Inevitable techno-snafus were minimal – impressive enough for a start! The openDemocrats were making their thing up as they went along, but they were already generating that welcome air of learning from experience. Techno-proficiency was the rule, and let's say proto-professionalism, though I didn't quite grasp the butterfly logo at first. Later, when I saw these little butterflies flapping their wings as new pages succeeded other pages, I got the point. (Now I think of it, was this a demonstration of the famous chaos-theory effect of a tiny random act changing the world?)

James Curran, then as now professor of communications at London's Goldsmiths College, was there at Anthony's, too. We would (with the experienced television journalist David Elstein) co-edit a "media strand". We weren't hard to convince. Everyone we met associated with the adventure was full of bonhomie and good will.

When openDemocracy went live, albeit in pilot form, it looked from the start professional. A dizzying word, but this time it would (we hoped) mean not forbidding or exclusive but serious. Caspar Melville came on to do most of the active commissioning and editing. Readers who look back at the early months will judge the results. Myself, I note with pleasure that the debates we commissioned on media concentration and the public-service idea are still well worth reading. By editing contributions, sometimes a bit muscularly, we compelled disputants to address other disputants at their strongest, not weakest, points – a characteristic that has become, for me, synonymous with grown-up debate.

By the time I went back to New York at the end of May, I was sold on the model, even if fairly clueless as to how I would function as Western Hemisphere poohbah, or North American editor. Who cared? Energy was eternal delight. That summer, the globalisation debates onsite were urgent, fresh, and unusually frank. I was impressed with what came in during the Genoa G8 demonstrations in July.
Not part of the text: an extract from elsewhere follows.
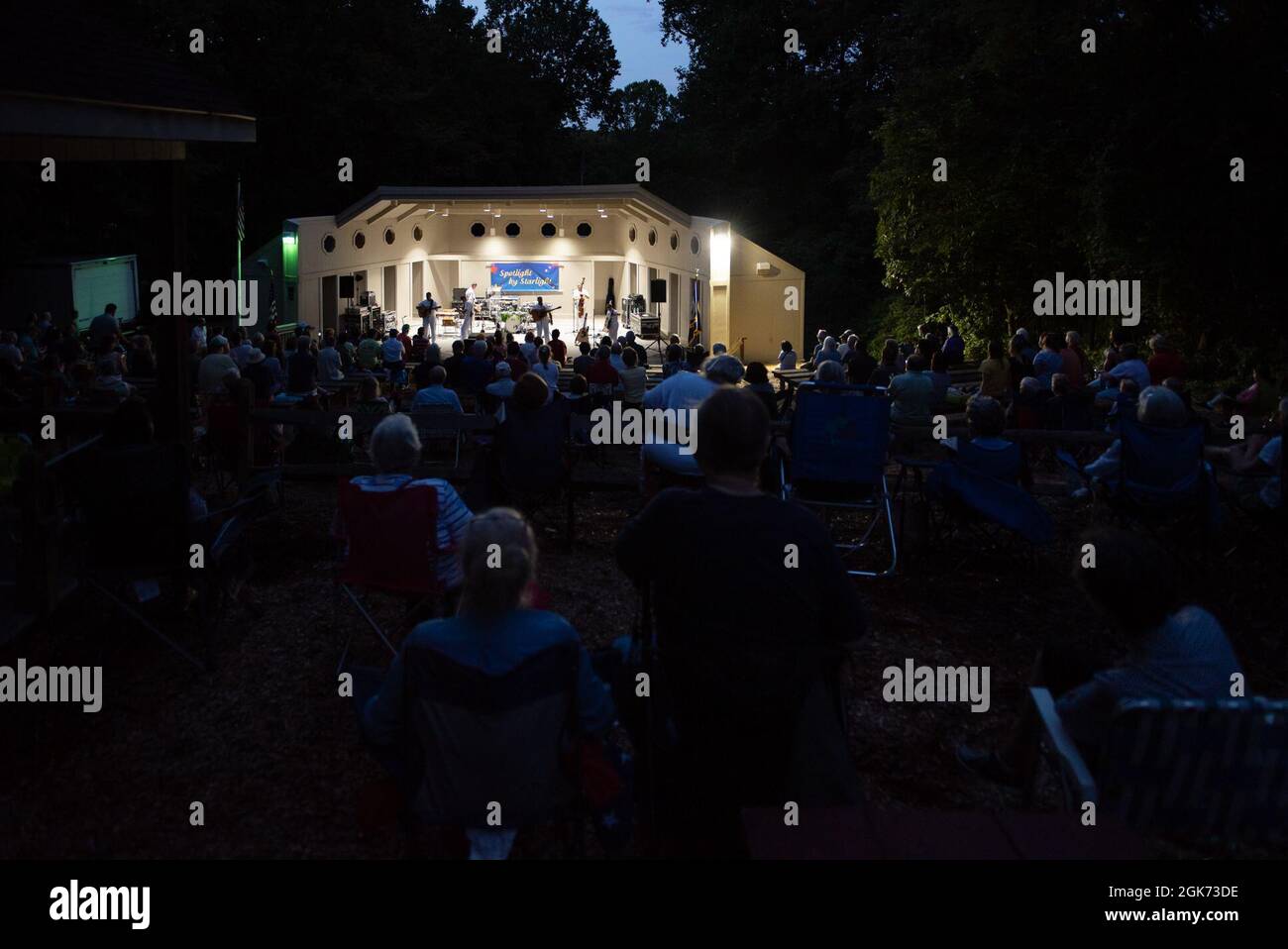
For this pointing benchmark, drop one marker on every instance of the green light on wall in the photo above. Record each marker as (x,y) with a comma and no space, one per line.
(290,256)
It seemed we could engage activists and theorists in a high-level way.

If I had ever had doubts about this enterprise-in-the-making, there came 11 September and the doubts were beside the point. Urgency boiled over. Cross-border channels of openness and democracy were at a premium as cant filled the air (along with the stench of the pulverised Twin Towers). Solidarity was no empty word. I felt all sorts of feelings in those days. One of them was gratitude that openDemocracy was open for business – a feeling that did not diminish.